15 Aurora theater survivors could pay $700K in legal fees after suing

2 Sep, 2016 21:55 / Updated 8 years ago

A group of survivors from the 2012 Aurora theater massacre sued movie chain owner Cinemark for failing to do enough to prevent the bloodshed. Fifteen survivors could face legal fees costing hundreds of thousands of dollars.

The federal court judge in Colorado told plaintiffs on Wednesday he was prepared to rule in Cinemark’s favor and urged the plaintiff’s to accept a $150,000 settlement offer. Cinemark’s lawyers had requested reimbursement of legal fees.

Plaintiffs were told they had 24 hours to decide.

In the complaint, 41 plaintiffs argued lax security, and the absence of a door alarm helped the gun man, James Holmes, to enter the cinema and allowed the attack to happen, according to the Denver Post.

During the late-night screening of ‘The Dark Knight Rises’ at the Century Aurora cinema on July 20, 2012, Holmes killed 12 people and injured 70 others “in a 10 minute rampage,” according to the Los Angeles Times.

Cinemark argued the attack could not have been foreseen and additional guards and an alarm would not have prevented Holmes, who was heavily armed, from carrying out the massacre.

Initially, plaintiffs agreed to the $150,000 settlement deal, deciding that $30,000 should go to each of the three most severely injured survivors, with the remaining $60,000 split among the 38 plaintiffs. Among them were survivors who had suffered brain damage, paralysis or the loss of children.

After eight hours of negotiating the deal, one plaintiff rejected it. Her child was killed by Holmes in the shooting, she was left paralyzed, and the baby she was carrying had been lost.

Before the 24 hour deadline was reached on Thursday the federal settlement deal collapsed completely because a jury, in a separate state lawsuit filed by other survivors, found Cinemark not liable of the shooting, according to the Los Angeles Times.

Twenty six plaintiffs removed themselves from the federal suit leaving 15 remaining when US District Court Judge R. Brooke Jackson handed down the order on Thursday that Cinemark was not liable for damages.

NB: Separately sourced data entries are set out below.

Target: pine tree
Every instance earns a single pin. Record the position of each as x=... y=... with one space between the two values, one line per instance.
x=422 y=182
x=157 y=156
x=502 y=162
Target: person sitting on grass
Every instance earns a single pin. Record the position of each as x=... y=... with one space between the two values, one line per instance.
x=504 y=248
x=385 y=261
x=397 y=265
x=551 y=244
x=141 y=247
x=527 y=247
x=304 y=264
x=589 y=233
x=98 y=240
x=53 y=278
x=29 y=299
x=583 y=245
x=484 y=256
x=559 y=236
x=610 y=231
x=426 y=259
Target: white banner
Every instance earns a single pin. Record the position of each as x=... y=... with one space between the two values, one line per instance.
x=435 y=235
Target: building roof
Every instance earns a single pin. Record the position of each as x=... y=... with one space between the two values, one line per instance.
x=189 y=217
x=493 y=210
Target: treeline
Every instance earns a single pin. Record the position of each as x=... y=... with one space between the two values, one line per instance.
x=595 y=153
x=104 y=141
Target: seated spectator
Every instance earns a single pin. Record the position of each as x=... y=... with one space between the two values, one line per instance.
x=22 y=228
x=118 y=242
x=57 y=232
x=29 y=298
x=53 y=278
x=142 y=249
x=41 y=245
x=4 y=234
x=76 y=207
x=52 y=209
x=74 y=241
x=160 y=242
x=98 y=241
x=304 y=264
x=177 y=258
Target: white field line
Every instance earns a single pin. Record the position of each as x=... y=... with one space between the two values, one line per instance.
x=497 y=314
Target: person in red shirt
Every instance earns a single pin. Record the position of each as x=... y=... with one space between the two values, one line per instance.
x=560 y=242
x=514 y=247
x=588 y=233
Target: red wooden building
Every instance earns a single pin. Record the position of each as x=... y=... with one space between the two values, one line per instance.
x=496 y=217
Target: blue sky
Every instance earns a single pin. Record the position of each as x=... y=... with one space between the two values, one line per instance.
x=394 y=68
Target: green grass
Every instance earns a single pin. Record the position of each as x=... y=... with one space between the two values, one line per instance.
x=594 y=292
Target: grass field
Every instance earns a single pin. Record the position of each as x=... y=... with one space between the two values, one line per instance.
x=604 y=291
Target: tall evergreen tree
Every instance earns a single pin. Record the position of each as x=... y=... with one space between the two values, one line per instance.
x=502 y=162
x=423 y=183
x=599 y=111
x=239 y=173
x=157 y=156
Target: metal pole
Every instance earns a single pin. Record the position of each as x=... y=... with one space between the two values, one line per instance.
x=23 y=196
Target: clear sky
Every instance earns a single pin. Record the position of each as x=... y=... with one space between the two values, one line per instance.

In the state case, legal fees defending Cinemark amounted to more than $699,000 but the amount expended in defending the company in the federal case has not be released. Concerns were that the 15 plaintiffs could be liable for a similar amount.

A source close to the theater chain, however, told the LA Times there is no intention to actually seek recovery of the courts costs but the theatre chain has not issued any statement about its intentions.

The gun man, James Holmes, was sentenced to life in prison without the possibility of parole in August 2015. He avoided the death penalty.

Both cases are being appealed, and there is still a possibility some victims could be ordered to pay.